Some developers said new uncertainty surrounding the stadium project could slow down their plans to build on newly acquired land and also delay pending land sales.

"For us it does add a lot of doubt about the future of what that area is going to be," said Aaron Liebert, area managing partner for developer JPI of Irving, Tex. His company plans to spend around $250 million over the next few years to build residential units on land it bought near the stadium.

"If there's no baseball, it will be less of an entertainment district and more likely more office and residential," he said. "We're going to continue to develop without baseball, but we're just not certain as to how quickly."

The stadium would be built on four blocks that contain warehouses, industrial sites and nightclubs.

"Developers don't like to see vacant, unused land near their projects," Liebert said. "Baseball takes derelict properties off of the market so the entire neighborhood would evolve faster. If baseball doesn't come to the neighborhood, other development won't happen as fast."

If the baseball stadium does not come to that part of Southeast Washington, Liebert said, he wouldn't start on the second and third phases of his 900 residential units as quickly.

Executives at Monument Realty LLC, a District-based developer that has invested some $40 million buying land around the proposed baseball stadium, agreed.

"With baseball down there, when do I start? Immediately," said Jeffrey T. Neal, one of the principals at Monument. "Without baseball? We'll see."

But other developers said the council's reconsideration won't stop their plans to develop or move forward in trying to buy more land in the area.

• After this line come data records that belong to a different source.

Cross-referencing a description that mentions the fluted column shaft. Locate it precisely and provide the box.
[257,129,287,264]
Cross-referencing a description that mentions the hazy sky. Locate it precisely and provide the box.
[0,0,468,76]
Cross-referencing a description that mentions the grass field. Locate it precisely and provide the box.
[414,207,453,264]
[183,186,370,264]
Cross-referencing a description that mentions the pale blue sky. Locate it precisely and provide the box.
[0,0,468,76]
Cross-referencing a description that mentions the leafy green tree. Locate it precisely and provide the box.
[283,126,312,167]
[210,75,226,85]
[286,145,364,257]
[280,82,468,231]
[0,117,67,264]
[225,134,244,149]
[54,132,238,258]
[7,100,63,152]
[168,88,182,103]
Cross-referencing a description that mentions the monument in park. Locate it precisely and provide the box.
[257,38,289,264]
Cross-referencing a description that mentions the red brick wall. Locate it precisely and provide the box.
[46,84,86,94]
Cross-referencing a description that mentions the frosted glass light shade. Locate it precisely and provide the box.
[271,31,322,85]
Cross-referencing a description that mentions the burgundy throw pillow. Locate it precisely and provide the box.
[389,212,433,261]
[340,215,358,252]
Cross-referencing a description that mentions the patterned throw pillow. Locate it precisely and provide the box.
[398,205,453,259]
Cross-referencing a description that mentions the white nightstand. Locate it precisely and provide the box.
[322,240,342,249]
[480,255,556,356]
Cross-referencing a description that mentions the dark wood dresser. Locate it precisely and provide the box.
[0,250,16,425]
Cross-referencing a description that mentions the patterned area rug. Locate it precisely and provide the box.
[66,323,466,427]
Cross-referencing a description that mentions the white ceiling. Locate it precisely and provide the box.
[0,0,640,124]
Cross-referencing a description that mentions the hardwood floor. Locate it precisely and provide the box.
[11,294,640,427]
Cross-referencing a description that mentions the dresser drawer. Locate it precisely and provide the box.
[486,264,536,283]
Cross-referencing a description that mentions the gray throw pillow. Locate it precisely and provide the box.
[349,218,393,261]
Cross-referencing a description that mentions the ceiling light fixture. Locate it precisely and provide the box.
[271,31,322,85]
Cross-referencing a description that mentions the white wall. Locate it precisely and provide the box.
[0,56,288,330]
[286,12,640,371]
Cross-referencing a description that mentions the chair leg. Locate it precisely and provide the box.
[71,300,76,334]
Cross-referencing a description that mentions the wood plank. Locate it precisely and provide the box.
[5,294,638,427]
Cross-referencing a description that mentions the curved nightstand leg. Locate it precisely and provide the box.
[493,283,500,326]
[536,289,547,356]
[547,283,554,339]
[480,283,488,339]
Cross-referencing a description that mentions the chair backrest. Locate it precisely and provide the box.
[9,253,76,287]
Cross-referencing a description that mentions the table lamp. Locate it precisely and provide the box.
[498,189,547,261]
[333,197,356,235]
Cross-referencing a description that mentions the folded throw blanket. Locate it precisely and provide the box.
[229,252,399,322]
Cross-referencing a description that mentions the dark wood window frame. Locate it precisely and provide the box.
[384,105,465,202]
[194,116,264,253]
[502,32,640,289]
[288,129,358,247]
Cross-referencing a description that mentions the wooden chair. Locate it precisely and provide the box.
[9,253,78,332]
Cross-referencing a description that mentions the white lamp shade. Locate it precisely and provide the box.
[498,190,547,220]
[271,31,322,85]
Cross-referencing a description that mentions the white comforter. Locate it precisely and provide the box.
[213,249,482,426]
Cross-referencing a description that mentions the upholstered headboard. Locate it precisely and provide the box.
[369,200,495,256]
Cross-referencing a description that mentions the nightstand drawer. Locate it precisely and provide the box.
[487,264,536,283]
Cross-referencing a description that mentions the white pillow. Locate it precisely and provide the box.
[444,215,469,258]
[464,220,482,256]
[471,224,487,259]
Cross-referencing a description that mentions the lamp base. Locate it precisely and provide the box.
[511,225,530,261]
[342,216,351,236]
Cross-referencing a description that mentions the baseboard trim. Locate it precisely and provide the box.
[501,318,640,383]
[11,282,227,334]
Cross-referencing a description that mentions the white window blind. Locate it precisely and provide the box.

"We're still interested in other opportunities down there," said Mary Margaret Hiller, a spokeswoman for Akridge, a D.C. developer that has bought a nine-acre parcel near the stadium. "This issue doesn't slow us down from wanting to look in that area. This is going to be the next revitalization area, like Gallery Place. It will still occur with or without baseball."

For the past six months, local and nationally known developers have been pouring millions of dollars into parcels of land around the proposed stadium near Half and South Capitol streets SE. Many have plans to turn what is mostly industrial land with taxicab companies, strip clubs and empty lots into a mix of offices, housing and retail.